I made one of these (sans the staining, so mine looks like plastic) several years ago, and it sounds very nice. The PVC actually is a good resonator, and the bends and dimples I put into it with a heat gun made the sound fairly “authentic”
Getting the beeswax mouthpiece just right takes a little work, though.
Have I met you? Seriously it’s probably just a coincidence that several years ago I met a didgeridoo player in Nashville who’d made his own out of PVC pipe. It was amazing and sounded authentic.
My own failed attempts to play the didgeridoo convinced me I have no musical talent whatsoever because it’s such an easy instrument to play. I don’t mean that as an insult to good didgeridoo players, though. I consider it to be like the piano, which is also easy to play, but difficult to play well.
Needs a sticker.
“My smaller sibling is a vuvuzela”.
Nah, I’m vaguely in the DC area (although outside the “metro” portion of it).
I agree that like many intruments, it’s both easy and hard – in other words, it’s easy to play simple things, but difficult to play well. I can get a pretty good sound out of it, but some of the more advanced techniques have been a bane, and circular breathing is a bitch!

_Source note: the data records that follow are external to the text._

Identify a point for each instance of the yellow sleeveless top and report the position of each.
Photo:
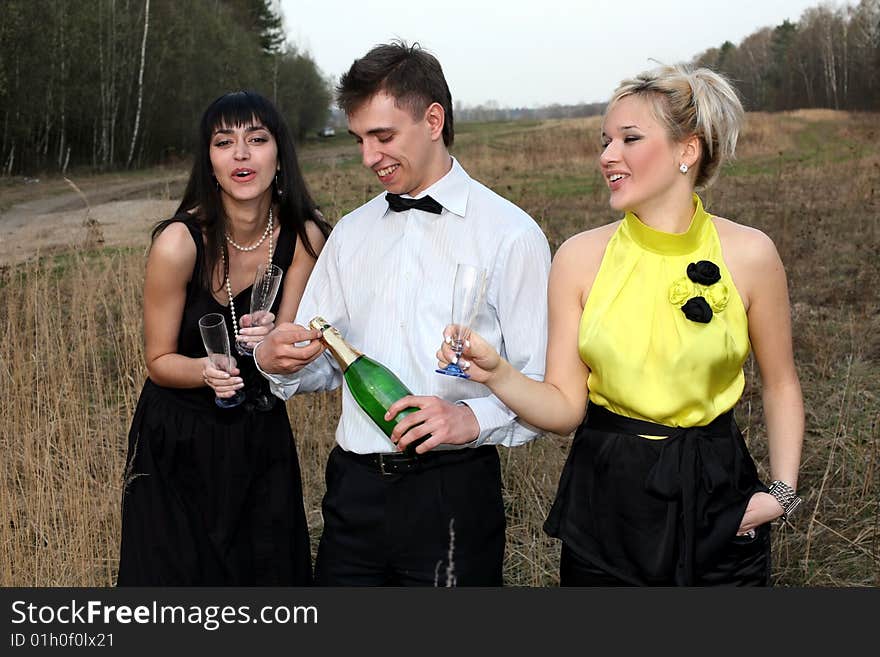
(648, 360)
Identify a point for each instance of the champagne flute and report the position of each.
(216, 340)
(467, 297)
(267, 280)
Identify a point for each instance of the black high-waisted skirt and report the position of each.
(661, 512)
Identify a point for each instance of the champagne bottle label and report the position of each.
(373, 386)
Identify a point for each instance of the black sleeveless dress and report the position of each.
(213, 496)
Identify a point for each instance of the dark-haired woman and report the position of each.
(213, 496)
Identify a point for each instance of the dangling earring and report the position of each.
(278, 189)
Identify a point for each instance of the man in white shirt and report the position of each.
(384, 279)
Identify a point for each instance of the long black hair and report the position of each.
(202, 199)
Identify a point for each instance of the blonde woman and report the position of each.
(650, 321)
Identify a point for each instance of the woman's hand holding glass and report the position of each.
(254, 329)
(219, 370)
(478, 358)
(257, 324)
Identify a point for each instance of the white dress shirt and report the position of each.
(384, 280)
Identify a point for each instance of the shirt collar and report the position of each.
(451, 191)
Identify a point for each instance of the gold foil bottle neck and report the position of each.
(343, 352)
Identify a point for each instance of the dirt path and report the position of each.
(44, 217)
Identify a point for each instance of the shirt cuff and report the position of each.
(283, 386)
(498, 425)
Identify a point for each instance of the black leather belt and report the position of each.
(395, 463)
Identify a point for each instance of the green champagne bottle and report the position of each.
(373, 386)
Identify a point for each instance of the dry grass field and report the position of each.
(71, 358)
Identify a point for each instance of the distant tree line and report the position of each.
(491, 111)
(122, 83)
(829, 58)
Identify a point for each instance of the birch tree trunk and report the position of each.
(137, 117)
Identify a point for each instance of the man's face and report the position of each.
(397, 147)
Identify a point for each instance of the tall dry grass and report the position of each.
(71, 358)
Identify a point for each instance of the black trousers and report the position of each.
(640, 512)
(441, 524)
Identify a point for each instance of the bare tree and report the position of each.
(137, 118)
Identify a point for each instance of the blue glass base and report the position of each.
(453, 370)
(231, 402)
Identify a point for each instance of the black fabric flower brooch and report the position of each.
(701, 293)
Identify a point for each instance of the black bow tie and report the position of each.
(399, 204)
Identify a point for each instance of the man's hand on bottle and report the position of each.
(453, 424)
(278, 353)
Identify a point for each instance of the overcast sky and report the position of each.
(526, 53)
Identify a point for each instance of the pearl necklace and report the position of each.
(256, 244)
(269, 231)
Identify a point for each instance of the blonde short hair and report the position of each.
(692, 102)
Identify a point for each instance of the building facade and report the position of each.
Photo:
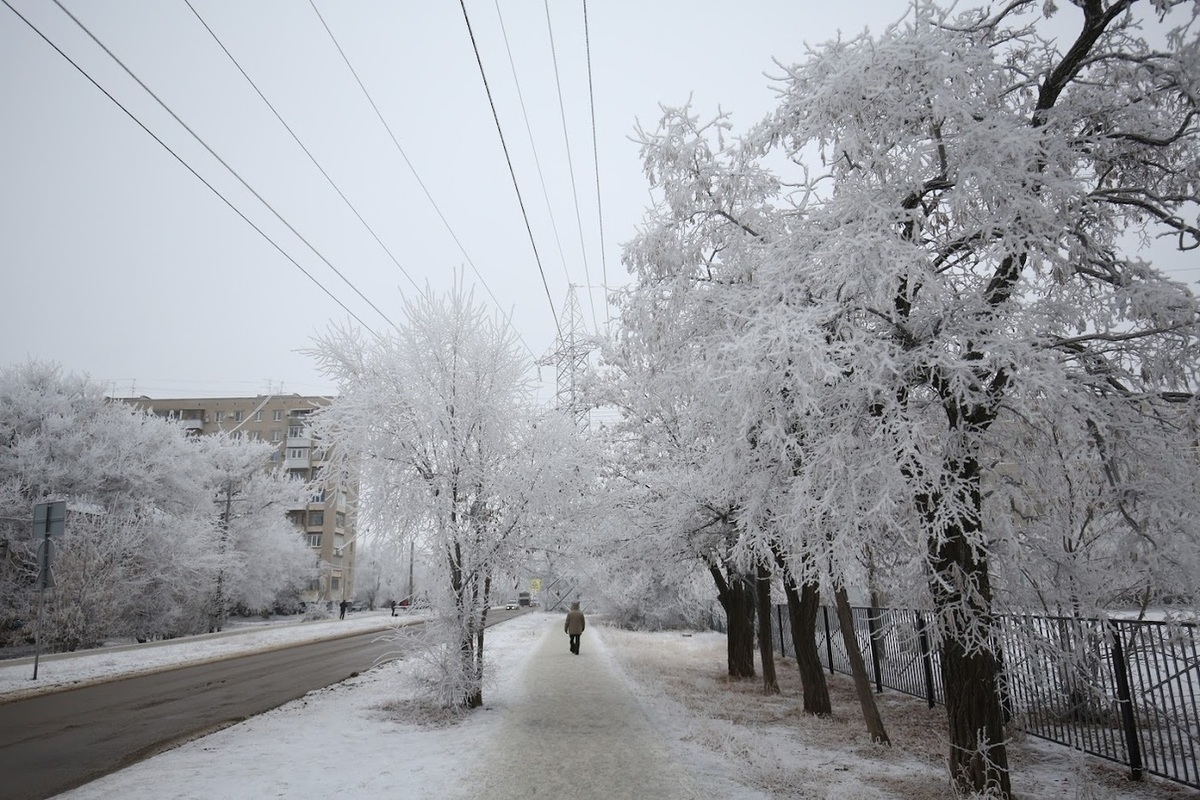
(324, 510)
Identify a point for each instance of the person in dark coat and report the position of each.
(574, 626)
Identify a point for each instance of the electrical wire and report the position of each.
(533, 146)
(570, 167)
(306, 151)
(417, 175)
(508, 158)
(189, 167)
(595, 163)
(223, 163)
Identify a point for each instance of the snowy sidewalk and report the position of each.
(575, 731)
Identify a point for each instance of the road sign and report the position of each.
(49, 518)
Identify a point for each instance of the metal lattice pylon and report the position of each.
(569, 359)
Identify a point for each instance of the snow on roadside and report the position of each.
(772, 745)
(57, 671)
(367, 737)
(361, 738)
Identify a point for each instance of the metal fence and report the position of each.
(1127, 691)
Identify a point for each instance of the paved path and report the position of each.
(574, 731)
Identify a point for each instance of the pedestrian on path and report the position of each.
(574, 626)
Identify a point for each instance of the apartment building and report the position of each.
(324, 515)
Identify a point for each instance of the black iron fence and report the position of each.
(1123, 690)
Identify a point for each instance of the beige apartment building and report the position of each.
(324, 516)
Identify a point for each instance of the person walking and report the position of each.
(574, 626)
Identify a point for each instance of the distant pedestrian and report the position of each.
(574, 626)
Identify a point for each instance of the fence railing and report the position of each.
(1123, 690)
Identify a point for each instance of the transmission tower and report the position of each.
(569, 359)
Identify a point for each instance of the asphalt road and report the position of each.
(52, 743)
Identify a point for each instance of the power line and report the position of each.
(297, 138)
(186, 166)
(537, 161)
(496, 116)
(214, 154)
(417, 175)
(595, 163)
(570, 166)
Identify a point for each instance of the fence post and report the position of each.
(927, 659)
(1125, 701)
(873, 629)
(825, 612)
(779, 615)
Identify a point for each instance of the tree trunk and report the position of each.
(737, 597)
(802, 612)
(858, 668)
(961, 590)
(766, 636)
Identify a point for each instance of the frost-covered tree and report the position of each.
(262, 554)
(955, 262)
(155, 518)
(437, 420)
(136, 554)
(970, 254)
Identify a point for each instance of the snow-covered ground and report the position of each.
(370, 737)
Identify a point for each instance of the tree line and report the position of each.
(166, 534)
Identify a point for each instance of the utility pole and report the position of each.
(49, 519)
(219, 612)
(570, 358)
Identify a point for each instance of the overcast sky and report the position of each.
(120, 263)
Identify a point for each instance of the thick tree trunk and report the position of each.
(802, 608)
(961, 589)
(737, 597)
(858, 668)
(802, 614)
(766, 636)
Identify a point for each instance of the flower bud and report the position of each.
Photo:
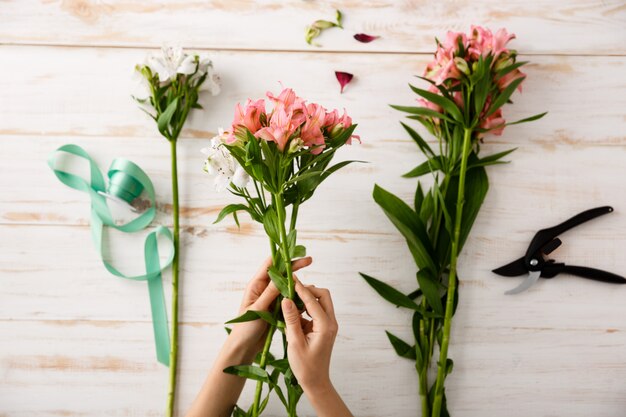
(295, 145)
(461, 65)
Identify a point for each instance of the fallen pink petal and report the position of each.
(364, 38)
(344, 78)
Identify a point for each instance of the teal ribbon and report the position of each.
(126, 182)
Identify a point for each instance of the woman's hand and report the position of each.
(220, 391)
(259, 296)
(310, 344)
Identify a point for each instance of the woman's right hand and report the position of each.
(310, 342)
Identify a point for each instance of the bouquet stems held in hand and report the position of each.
(471, 78)
(274, 161)
(169, 86)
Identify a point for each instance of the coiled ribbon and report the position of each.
(126, 182)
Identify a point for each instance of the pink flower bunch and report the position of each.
(459, 54)
(291, 124)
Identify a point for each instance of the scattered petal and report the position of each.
(362, 37)
(339, 18)
(344, 78)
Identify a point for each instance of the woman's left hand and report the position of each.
(259, 295)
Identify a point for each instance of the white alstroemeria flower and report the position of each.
(222, 166)
(212, 81)
(170, 62)
(141, 86)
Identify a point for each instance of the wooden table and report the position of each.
(76, 341)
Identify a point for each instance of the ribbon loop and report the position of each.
(126, 182)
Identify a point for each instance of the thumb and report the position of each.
(267, 296)
(293, 327)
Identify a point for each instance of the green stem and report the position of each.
(447, 323)
(423, 372)
(284, 247)
(263, 361)
(174, 322)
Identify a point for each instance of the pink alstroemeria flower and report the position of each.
(311, 133)
(280, 129)
(290, 102)
(249, 115)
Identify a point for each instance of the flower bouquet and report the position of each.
(274, 161)
(169, 86)
(472, 76)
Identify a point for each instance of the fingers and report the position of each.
(266, 298)
(293, 327)
(301, 263)
(313, 307)
(324, 298)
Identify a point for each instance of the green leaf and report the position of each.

Uh, yeah, please do make sure to get that beeswax on the mouthpiece, stuck well and truly on any part that touches your skin. Still, I wouldn’t want to spend a lot of hot sweaty time holding that plastic with my hands.

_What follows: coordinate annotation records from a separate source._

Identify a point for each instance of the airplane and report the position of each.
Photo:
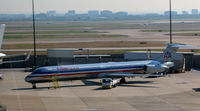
(2, 55)
(113, 70)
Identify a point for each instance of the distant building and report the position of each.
(41, 15)
(51, 13)
(71, 12)
(185, 13)
(121, 14)
(106, 13)
(195, 11)
(93, 13)
(172, 12)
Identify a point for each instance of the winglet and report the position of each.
(2, 29)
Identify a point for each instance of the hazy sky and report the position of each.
(82, 6)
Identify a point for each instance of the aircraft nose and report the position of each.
(27, 79)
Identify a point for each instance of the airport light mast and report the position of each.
(170, 16)
(34, 41)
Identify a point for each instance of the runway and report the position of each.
(178, 92)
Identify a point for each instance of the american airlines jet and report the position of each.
(111, 70)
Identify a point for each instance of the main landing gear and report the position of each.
(34, 86)
(122, 80)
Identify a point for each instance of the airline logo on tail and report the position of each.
(167, 55)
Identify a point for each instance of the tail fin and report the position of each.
(170, 52)
(2, 29)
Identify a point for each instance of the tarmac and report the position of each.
(176, 92)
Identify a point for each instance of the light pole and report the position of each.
(170, 17)
(34, 42)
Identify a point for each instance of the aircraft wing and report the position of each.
(121, 75)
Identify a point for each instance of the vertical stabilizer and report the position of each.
(2, 29)
(170, 52)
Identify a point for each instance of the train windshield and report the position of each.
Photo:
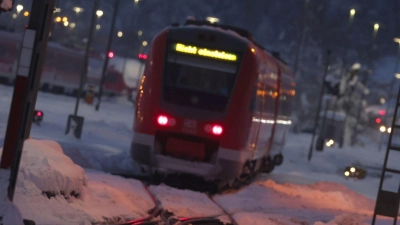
(197, 81)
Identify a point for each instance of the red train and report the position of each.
(62, 67)
(211, 103)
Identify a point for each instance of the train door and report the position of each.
(282, 122)
(257, 108)
(269, 95)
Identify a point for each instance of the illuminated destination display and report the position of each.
(205, 52)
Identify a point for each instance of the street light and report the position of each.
(19, 8)
(352, 12)
(78, 10)
(212, 19)
(376, 28)
(99, 13)
(396, 75)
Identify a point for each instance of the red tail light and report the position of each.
(214, 129)
(164, 120)
(217, 130)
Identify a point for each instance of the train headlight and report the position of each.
(355, 172)
(214, 129)
(162, 120)
(330, 143)
(37, 116)
(217, 130)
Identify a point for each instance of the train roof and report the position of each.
(240, 31)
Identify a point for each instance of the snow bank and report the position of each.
(301, 204)
(99, 197)
(45, 165)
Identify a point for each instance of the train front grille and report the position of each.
(186, 147)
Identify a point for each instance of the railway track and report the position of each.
(160, 215)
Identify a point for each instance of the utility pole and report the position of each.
(105, 65)
(328, 55)
(302, 36)
(74, 120)
(33, 50)
(365, 82)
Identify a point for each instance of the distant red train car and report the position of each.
(211, 103)
(62, 67)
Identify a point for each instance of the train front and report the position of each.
(192, 112)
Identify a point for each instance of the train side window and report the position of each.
(253, 99)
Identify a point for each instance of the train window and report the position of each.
(110, 78)
(4, 51)
(198, 82)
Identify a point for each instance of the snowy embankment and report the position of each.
(85, 196)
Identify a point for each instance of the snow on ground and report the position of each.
(76, 174)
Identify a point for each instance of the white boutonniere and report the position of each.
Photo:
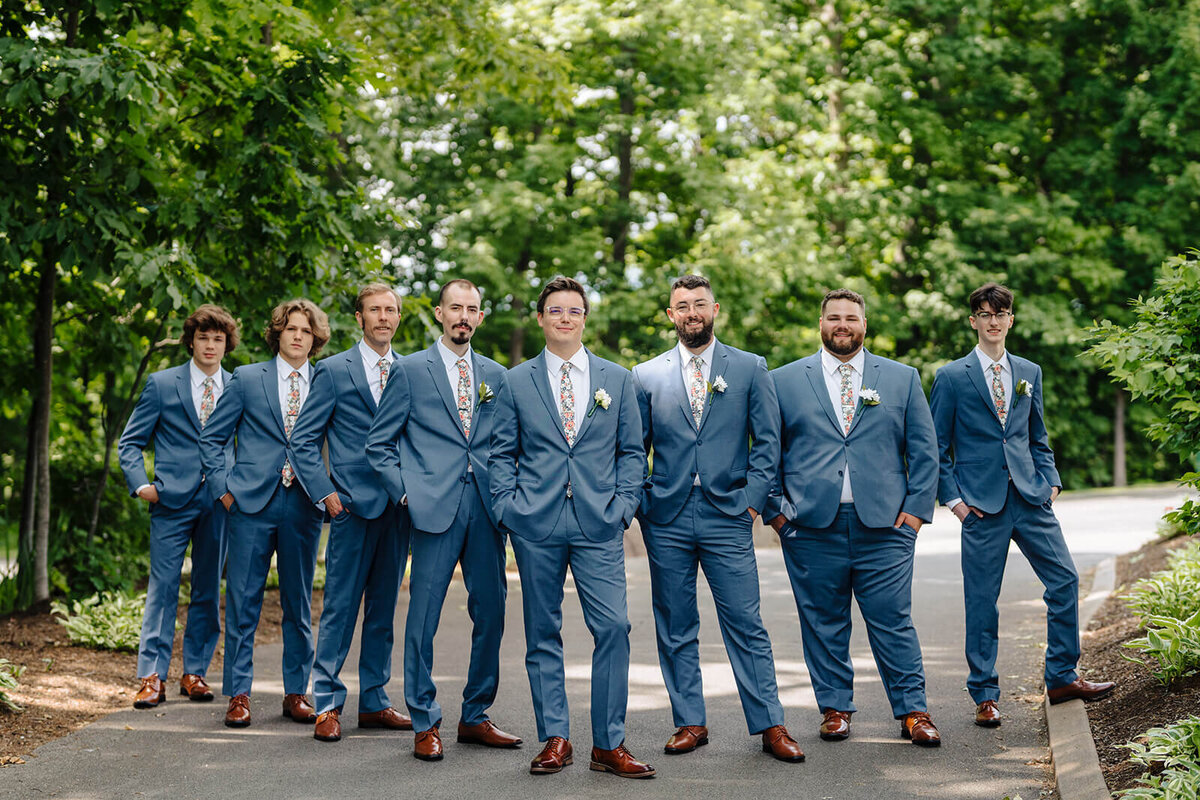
(485, 394)
(600, 400)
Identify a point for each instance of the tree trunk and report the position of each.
(1119, 440)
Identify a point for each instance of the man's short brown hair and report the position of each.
(210, 318)
(317, 320)
(372, 289)
(995, 295)
(844, 294)
(563, 283)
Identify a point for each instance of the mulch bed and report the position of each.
(66, 686)
(1139, 701)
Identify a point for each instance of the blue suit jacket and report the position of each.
(736, 449)
(531, 463)
(417, 443)
(249, 410)
(339, 411)
(977, 456)
(166, 419)
(891, 450)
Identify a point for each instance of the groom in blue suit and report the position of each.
(997, 475)
(858, 479)
(174, 407)
(430, 443)
(567, 467)
(269, 511)
(711, 415)
(369, 533)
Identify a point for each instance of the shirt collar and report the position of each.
(706, 355)
(198, 377)
(829, 362)
(370, 356)
(985, 361)
(448, 356)
(283, 368)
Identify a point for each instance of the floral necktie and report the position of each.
(465, 397)
(696, 389)
(289, 420)
(208, 400)
(567, 402)
(847, 398)
(997, 394)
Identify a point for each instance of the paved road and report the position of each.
(181, 750)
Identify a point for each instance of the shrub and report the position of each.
(9, 675)
(108, 621)
(1176, 747)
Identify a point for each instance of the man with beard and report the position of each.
(430, 444)
(711, 415)
(369, 533)
(858, 479)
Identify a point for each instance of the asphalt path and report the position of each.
(181, 750)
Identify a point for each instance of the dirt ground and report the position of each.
(66, 686)
(1139, 701)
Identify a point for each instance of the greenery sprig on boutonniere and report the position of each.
(485, 394)
(600, 400)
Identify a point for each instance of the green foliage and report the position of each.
(1171, 756)
(1174, 643)
(9, 675)
(107, 621)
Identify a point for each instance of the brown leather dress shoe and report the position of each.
(388, 717)
(238, 714)
(427, 745)
(619, 762)
(298, 708)
(988, 715)
(151, 692)
(487, 734)
(687, 739)
(553, 757)
(328, 728)
(835, 726)
(777, 741)
(195, 687)
(918, 727)
(1084, 690)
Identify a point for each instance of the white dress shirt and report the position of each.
(371, 367)
(831, 367)
(1006, 380)
(581, 383)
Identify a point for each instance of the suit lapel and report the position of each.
(598, 380)
(541, 384)
(184, 386)
(816, 380)
(271, 389)
(870, 380)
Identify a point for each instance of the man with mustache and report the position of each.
(858, 476)
(711, 415)
(430, 444)
(999, 477)
(369, 531)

Polyvinyl chloride (PVC) pipe manufacturers have been invited to voluntarily discontinue putting lead into their plastic pipes http://www.pvc.org/en/p/lead-stabilisers. This link also has some of the percentages of lead content when used as stabilizers in various PVC pipes. Ick.

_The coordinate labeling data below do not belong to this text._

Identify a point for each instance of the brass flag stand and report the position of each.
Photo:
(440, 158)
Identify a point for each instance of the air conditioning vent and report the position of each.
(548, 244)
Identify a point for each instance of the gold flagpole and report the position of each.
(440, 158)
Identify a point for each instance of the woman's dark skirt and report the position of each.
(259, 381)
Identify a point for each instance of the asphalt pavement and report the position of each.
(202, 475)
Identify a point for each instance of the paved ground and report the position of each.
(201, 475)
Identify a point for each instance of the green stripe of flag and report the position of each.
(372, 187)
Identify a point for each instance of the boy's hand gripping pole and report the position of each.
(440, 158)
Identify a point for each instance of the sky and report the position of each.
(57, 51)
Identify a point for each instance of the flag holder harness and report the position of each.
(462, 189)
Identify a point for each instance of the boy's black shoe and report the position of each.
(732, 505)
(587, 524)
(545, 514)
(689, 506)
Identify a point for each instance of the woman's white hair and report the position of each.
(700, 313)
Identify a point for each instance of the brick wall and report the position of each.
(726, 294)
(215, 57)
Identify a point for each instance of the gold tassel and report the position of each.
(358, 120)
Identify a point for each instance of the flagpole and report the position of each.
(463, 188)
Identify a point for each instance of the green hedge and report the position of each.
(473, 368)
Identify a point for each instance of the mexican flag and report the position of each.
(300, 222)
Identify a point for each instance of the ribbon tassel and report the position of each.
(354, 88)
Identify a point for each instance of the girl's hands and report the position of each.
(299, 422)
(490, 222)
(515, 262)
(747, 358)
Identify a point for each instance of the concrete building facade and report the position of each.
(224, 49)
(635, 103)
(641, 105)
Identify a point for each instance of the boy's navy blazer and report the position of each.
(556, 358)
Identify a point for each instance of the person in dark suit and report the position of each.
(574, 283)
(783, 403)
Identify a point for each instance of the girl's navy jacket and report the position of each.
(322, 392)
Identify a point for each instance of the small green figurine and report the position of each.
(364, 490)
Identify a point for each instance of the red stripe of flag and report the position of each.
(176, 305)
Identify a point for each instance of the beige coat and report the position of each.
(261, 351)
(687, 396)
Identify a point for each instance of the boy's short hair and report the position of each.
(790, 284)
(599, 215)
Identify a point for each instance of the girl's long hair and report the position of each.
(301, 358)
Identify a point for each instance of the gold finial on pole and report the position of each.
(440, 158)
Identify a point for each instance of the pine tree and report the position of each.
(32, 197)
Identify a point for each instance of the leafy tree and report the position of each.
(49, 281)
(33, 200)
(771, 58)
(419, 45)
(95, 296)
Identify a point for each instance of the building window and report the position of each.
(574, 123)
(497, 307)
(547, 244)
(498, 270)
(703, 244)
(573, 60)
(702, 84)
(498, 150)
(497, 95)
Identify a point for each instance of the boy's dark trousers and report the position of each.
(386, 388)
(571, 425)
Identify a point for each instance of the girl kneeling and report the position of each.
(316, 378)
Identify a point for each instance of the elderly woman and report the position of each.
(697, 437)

I’ll take wood, thanks. I realize old school didg means long hours, handmade. I ended up taking a big section of green wide bamboo and using a piece of rebar to pop through the culms that separated the joints of tube. Sounds pretty good. And we keep bees, so their wax was pretty near to hand.
It’s percentage of lead in the specific compounds. In the PVC material itself the stabilizer is grossly diluted by the base polymer. It is also immobilized by the polymer network, which inhibits its leaching. Actual values of percentage of the stabilizer in the resin would tell more, and values of lead leaching under specific conditions would be even more useful in evaluation the hazard.
Which, I’d guess, is fairly minuscule.
Thanks shaddack. Good news then.
I have a son who has made a blowgun that shoots newspaper darts (add some sand and white glue for specific mass and he gets some good range) at the deer out here. I will now cease worrying how much lead he is exposing himself to.